I was told by Fred Hare, the Organizational Executive Secretary (OES) of the Mission of Fort Lauderdale, in 1987, that Christ was a later life cycle of the evil Emperor "Xenu," who, according to Hubbard, freeze-dried clusters of thetans or souls and transported them from an alien planet, Helatrobus, to Earth, which Hubbard called "Teegeeack." The word "Teegeeack," according to Russell Means, the leader of the American Indian Movement, is the name of a tribe of American Indians who settled and lived in Oregon in the early nineteenth century. The word "Teegeeack" means "tribe." Yet, Hubbard tried to pass off false definitions and concepts in his poorly written, illogically contrived "Advanced Technology," known also as the "Upper Level Materials," to unsuspecting Scientologists. In the "Advanced Technology," Hubbard talked about Xenu exploding clusters or freeze-dried packages of thetans inside volcanoes located in Las Palmas and Hawaii. Scientific evidence refutes completely that there was any explosion seventy-five million years ago in Las Palmas, because there was no volcanic activity present there at that point in time.
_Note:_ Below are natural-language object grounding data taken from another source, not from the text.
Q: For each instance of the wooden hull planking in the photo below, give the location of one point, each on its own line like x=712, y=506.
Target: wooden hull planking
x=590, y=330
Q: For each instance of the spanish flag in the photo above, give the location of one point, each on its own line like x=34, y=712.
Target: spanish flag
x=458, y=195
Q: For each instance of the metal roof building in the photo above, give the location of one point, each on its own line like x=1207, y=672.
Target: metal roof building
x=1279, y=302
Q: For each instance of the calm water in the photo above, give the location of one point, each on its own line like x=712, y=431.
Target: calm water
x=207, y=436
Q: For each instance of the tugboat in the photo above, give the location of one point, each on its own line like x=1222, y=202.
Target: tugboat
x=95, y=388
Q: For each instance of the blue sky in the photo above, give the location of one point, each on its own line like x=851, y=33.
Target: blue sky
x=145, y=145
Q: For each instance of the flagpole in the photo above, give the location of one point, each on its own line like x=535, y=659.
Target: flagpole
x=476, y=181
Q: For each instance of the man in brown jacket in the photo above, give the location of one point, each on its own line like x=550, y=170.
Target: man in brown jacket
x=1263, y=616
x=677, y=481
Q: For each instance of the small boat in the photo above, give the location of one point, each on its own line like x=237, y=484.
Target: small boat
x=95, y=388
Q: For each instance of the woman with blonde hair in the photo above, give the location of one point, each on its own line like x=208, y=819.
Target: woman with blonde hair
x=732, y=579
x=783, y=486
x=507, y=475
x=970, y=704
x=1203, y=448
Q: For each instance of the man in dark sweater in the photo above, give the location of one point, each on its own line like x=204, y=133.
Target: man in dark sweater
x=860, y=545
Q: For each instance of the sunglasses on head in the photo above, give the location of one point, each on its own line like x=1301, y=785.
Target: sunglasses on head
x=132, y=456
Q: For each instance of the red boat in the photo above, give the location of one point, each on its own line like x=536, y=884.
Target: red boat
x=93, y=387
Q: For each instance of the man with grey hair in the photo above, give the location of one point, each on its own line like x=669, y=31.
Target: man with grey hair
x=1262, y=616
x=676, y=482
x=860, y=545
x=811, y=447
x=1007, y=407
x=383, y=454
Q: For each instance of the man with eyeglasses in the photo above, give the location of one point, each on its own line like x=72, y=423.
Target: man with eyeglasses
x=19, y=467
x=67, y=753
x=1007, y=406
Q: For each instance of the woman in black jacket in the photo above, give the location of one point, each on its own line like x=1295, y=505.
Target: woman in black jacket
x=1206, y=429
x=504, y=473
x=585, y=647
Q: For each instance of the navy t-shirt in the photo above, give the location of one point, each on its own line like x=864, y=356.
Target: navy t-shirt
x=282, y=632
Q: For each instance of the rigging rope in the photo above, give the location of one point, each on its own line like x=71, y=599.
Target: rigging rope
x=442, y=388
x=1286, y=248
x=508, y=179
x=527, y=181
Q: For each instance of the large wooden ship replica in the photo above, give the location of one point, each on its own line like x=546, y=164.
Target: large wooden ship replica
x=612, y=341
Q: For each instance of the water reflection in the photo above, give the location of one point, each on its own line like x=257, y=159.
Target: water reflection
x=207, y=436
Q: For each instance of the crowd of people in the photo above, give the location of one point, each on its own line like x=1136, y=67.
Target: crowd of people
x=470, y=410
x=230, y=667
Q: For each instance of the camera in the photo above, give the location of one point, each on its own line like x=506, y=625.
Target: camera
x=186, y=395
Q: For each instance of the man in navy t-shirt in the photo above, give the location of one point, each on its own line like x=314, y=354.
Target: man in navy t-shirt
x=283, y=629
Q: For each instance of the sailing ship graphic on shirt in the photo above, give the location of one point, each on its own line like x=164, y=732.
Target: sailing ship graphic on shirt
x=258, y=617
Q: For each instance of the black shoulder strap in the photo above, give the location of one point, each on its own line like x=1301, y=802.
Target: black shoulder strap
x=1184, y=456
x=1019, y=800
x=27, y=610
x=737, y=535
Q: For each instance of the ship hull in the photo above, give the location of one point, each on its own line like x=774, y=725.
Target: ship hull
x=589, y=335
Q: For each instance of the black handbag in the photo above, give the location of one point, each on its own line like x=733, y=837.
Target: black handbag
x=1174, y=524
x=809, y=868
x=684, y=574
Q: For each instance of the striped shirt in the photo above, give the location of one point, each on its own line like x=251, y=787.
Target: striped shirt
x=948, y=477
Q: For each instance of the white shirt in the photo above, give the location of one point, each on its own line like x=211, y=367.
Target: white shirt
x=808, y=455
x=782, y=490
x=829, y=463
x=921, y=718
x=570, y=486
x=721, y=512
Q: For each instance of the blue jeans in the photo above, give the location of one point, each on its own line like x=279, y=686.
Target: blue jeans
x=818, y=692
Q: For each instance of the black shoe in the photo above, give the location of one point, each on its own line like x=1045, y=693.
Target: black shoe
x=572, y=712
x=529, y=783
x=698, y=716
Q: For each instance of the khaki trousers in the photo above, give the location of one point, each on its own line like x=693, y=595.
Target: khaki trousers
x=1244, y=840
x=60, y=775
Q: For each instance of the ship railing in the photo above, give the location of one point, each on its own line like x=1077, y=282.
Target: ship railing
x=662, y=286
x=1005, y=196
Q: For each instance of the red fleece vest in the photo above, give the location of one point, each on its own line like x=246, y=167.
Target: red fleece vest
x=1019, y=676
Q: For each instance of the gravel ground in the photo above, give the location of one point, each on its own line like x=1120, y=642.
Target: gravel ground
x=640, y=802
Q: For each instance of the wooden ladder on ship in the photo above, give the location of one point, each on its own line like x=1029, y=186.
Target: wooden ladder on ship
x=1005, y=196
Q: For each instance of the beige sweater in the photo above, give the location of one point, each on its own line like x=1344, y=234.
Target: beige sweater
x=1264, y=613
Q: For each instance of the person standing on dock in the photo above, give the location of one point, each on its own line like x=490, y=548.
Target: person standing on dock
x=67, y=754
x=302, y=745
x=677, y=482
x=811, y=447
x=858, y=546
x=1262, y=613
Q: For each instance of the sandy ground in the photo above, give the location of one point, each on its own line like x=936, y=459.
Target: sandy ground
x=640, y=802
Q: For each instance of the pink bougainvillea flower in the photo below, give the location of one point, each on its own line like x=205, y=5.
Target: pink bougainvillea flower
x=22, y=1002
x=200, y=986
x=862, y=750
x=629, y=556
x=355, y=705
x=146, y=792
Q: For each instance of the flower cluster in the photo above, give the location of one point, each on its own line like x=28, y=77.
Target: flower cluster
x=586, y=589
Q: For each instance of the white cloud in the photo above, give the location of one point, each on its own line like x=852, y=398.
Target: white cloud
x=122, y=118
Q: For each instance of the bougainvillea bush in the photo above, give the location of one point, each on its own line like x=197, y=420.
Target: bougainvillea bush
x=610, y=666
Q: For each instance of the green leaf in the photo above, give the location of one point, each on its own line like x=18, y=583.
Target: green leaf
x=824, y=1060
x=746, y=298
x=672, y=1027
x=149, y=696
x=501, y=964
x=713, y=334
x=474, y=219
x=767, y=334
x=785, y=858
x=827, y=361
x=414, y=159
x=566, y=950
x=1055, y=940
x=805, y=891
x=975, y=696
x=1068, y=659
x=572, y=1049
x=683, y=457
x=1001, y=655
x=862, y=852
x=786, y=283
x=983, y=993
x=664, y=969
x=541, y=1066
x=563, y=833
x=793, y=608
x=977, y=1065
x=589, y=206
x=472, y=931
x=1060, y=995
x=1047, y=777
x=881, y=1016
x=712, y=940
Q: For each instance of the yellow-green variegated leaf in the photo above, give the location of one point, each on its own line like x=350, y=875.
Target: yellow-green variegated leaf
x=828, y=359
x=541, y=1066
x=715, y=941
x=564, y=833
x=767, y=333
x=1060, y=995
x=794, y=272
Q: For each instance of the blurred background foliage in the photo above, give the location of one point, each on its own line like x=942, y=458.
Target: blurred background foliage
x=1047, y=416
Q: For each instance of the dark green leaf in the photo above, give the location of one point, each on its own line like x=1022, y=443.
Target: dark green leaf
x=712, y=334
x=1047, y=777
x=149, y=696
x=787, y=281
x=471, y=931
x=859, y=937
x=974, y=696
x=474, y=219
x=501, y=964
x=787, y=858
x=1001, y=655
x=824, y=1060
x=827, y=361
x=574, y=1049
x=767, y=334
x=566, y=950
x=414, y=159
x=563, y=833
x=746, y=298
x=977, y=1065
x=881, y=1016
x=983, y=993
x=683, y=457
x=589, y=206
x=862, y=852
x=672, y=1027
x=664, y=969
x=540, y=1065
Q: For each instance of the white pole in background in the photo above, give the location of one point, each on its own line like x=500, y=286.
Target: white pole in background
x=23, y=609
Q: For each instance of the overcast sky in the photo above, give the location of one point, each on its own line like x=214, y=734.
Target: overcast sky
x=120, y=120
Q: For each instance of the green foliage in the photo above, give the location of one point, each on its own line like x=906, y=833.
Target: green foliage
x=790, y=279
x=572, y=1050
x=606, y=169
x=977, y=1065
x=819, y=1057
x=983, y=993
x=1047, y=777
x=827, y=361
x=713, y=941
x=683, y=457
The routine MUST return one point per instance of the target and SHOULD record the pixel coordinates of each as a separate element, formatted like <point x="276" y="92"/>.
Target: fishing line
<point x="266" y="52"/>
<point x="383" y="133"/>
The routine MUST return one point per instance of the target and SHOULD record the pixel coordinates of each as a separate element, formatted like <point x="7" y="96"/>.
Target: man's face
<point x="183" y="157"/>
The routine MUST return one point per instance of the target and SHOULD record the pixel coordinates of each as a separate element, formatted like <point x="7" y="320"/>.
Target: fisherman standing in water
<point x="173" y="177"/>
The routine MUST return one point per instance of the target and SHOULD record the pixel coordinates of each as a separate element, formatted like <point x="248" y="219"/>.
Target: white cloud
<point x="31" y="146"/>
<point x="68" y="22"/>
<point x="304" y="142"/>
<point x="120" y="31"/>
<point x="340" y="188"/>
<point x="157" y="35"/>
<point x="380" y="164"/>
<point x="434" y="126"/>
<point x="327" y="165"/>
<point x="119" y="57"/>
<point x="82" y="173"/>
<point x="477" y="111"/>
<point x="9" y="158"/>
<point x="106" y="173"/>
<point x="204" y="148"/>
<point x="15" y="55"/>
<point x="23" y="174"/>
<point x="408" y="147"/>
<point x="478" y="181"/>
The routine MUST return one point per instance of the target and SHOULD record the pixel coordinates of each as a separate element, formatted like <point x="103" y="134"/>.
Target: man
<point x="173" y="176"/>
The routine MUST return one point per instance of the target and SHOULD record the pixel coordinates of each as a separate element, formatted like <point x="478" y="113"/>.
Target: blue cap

Scientology is a Satanic cult which has its origins in the work of Aleister Crowley, a well-known Satanist. Hubbard was a disciple and student of Crowley between 1947 and 1949.

The "Advanced Technology" refers to "Body Thetans," or "BTs." After the purported volcanic explosions, and all of the thetans were released into the atmosphere, some attached themselves to and occupied the bodies of "genetic entities," and these were the bodies of animals, plants, and fish. Hubbard's cosmology does not quarrel with evolution, but rather supports it. According to the "Advanced Technology," each living thing, or "genetic entity," is occupied and controlled by a thetan, and since there are far more thetans in the atmosphere than live organisms on earth, there are many unattached thetans, and some of these, in their attempt to occupy a body, attach themselves instead to a body part, such as a nose hair or a toe nail, and these are called "Body Thetans" by the Church.

The scam of the "Advanced Technology" involves the removal of the Body Thetans one by one, at great expense, because the exorcism of each body thetan requires certain precise actions on the e-meter, which in turn has to be checked by a course supervisor.

The process of "intending away body thetans" is identical to the Satanic ritual of demonic exorcism. There is no difference, other than the Church's use of an e-meter, a rudimentary galvanic skin-response device which is a crude imitation of a lie detector....

[E]ven if a Scientologist doing the OT levels is told by his Case Supervisor that he has to get rid of a trillion body thetans, and he has managed to beg, borrow, or steal the "donations" needed to audit out the body thetans and to have his auditing supervised (at that point the Scientologist is "self-auditing" on the e-meter or auditing himself by holding the two soup cans together in one hand and writing down the readings of the e-meter needle with the other), he has the logistical question to deal with: "What if the body thetans I have sent away ever come back?"

After all, what guarantee is there that after you "intend away" a body thetan (still assuming for the ease of understanding that the body thetans are like "germs"), it will not come back to re-attach itself to you?

What this causes is the most destructive kind of paranoia imaginable. A fear so devastating to the human mind that it has resulted in countless people going insane; or in Scientology's own words, "spinning in." Scientology even has named a condition for it: PTS Type III, where a person goes totally out of control in an induced paranoid psychosis.

It is for that reason why it is so vital and important for the upper levels be free and available on the Internet. Everyone, Scientologists and non-Scientologists alike, should have the right to "informed consent in spiritual matters," which is a religious freedom and basic religious right which is just as important as free speech on the Internet.